Splinter Cell: Blacklist is the latest title I’ve played of theirs, and guess what? It’s very good. A clean PC port, excellent gameplay, and challenging to boot. So why the inconsistency? How was Ghost Recon so badly done and yet Blacklist seems to have made the transition effortlessly? It’s for reasons like this the phrase “don’t hold your breath” is so common within the circles I dwell when talking about Ubisoft, because you just never know. All faith has gone. When you talk about Valve, Gearbox, Irrational, Crytek, these guys have had hits, and misses, but you can’t shake the feeling in your heart that these guys want to make good games; artists constrained by the shackles of commerce. Ubisoft, EA, Activision, these are the billion dollar goliath’s, raking in cash, buying up indie-developers and swallowing their souls. Money machines, worrying ever so slightly about the whole creative side of things – and yes occasionally turning out fucking good games.
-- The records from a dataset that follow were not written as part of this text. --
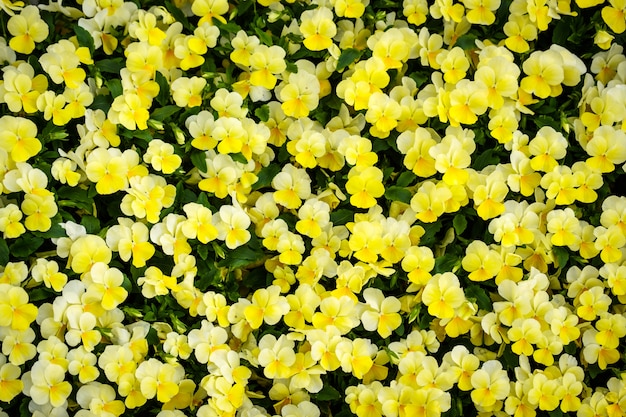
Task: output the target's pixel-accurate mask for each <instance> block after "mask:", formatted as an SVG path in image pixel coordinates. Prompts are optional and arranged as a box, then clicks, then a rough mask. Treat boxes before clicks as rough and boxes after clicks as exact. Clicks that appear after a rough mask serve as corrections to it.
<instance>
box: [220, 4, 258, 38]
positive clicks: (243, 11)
mask: <svg viewBox="0 0 626 417" xmlns="http://www.w3.org/2000/svg"><path fill="white" fill-rule="evenodd" d="M247 3H248V7H250V3H251V2H247ZM235 10H236V11H237V13H238V14H241V13H243V12H244V11H245V10H243V11H242V10H241V9H240V8H239V7H238V8H236V9H235ZM213 24H214V25H215V26H217V28H218V29H219V30H220V32H222V33H223V32H228V33H237V32H239V31H240V30H241V26H239V25H238V24H237V23H235V22H233V21H230V22H228V23H222V22H221V21H219V20H217V19H213Z"/></svg>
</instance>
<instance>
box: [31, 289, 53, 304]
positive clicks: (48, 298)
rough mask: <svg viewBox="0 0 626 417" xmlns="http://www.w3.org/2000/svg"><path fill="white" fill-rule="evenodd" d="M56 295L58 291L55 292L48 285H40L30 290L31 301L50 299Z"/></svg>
mask: <svg viewBox="0 0 626 417" xmlns="http://www.w3.org/2000/svg"><path fill="white" fill-rule="evenodd" d="M55 296H56V293H55V292H54V290H52V289H49V288H46V287H39V288H34V289H29V290H28V301H31V302H33V301H34V302H37V301H42V300H50V298H54V297H55Z"/></svg>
That is where they dwell now; the mighty halls of big industry gaming, where the PC crowd are very far from The Master Race. It’s all Assassin’s Creed and Watch Dogs and other AAA titles.
It’s a rollercoaster ride with Ubisoft. You never know which way it’s going to go. The problem is though, they have stung me too many times for me to give them the benefit if the doubt. In fact it’s now the opposite. As much as I may get excited at their upcoming releases, ultimately I assume it will be yet another ruined opportunity. It will take more than Splinter Cell: Blacklist to change that.
And so what of Ubisoft’s future? Rainbow 6: Patriots is still apparently in the works despite a horrendously bad production thus far which ended up seeing the entire creative team ‘deleted’ and Ubisoft essentially starting again from the ground up. The Division is the next title incoming (due sometime in 2014), and once again it looks like it has vast stacks of potential, with a current-gen breakthrough in destructible and dynamic environments and an excellent 4-player co-op system. But guess what, it was only confirmed that it would have PC release after they asked fans via Twitter to sign a petition and declare interest. I mean Jeeeeesus. They’ve also hinted at a Far Cry 4 which, after the instant classic that was the series third instalment, I am already excited about.
Each one of those three titles alone has the potential to be truly epic and to be a contender for game of the year. But they also have the potential to be crushingly disappointing.
I’m hoping for the former, but guess what, It’s Ubisoft, so I won’t hold my breath.